1. Build a VRT from all the landcover tiles

2. For each input x (LE7 imagery) tile...

  a. Read a window of the y (landcover) VRT with the same lat / long bounds as the x tile
  
  b. Extract a patch of size 512 x 512 from x, which is the dimension used for model trainig 

3. For each patch of size 512 x 512 from x ...

  a. Determine the corresponding pixel coordinates in y. Not exact alignment, because x and y have different spatial resolutions

  b. Linearly interpolate y onto the dimension of x
  
  c. Write both x and y to file
  
4. Shuffle those into training, development, and test datasets. These will be preprocessed and then used for training.

Note that we are not writing any special metadata to file. I assume that we do not need to filter, since most regions will have at least a few interesting classes (e.g., forest, water).

In [None]:
import rasterio
import matplotlib.pyplot as plt
import glacier_mapping.data.transfer as gt
from pathlib import Path
import numpy as np
import shutil
%matplotlib inline

landcover_dir = Path("/datadrive/glaciers/landcover")
input_folder = Path("/datadrive/glaciers/unique_tiles/warped")
out_dir = Path("/datadrive/glaciers/landcover/patches/")

if out_dir.exists():
    shutil.rmtree(out_dir)
    
out_dir.mkdir()

In [None]:
import subprocess

def vrt_from_dir(input_dir, output_path="./output.vrt", **kwargs):
    inputs = [f for f in input_dir.glob("*.tif*")]
    subprocess.call(["gdalbuildvrt", "-o", output_path] + inputs)

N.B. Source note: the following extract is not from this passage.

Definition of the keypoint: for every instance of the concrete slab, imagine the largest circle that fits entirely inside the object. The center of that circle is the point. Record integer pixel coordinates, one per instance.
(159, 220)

vrt_from_dir(landcover_dir, landcover_dir / "landcover.vrt")
landcover = rasterio.open(landcover_dir / "landcover.vrt")

In [None]:
input_paths = list(Path(input_folder).glob("*.tif*"))

SUBSET = False
if SUBSET is not False:
    input_paths = input_paths[:SUBSET]

# loop over tiles and generate training pairs
for i, p in enumerate(input_paths):
    tilef = rasterio.open(p)
    pairs = gt.patch_tile(tilef, landcover)
    for j, (x, y) in enumerate(pairs):
        np.save(out_dir / f"x_{i:03}-{j:03}.npy", x)
        np.save(out_dir / f"y_{i:03}-{j:03}.npy", y)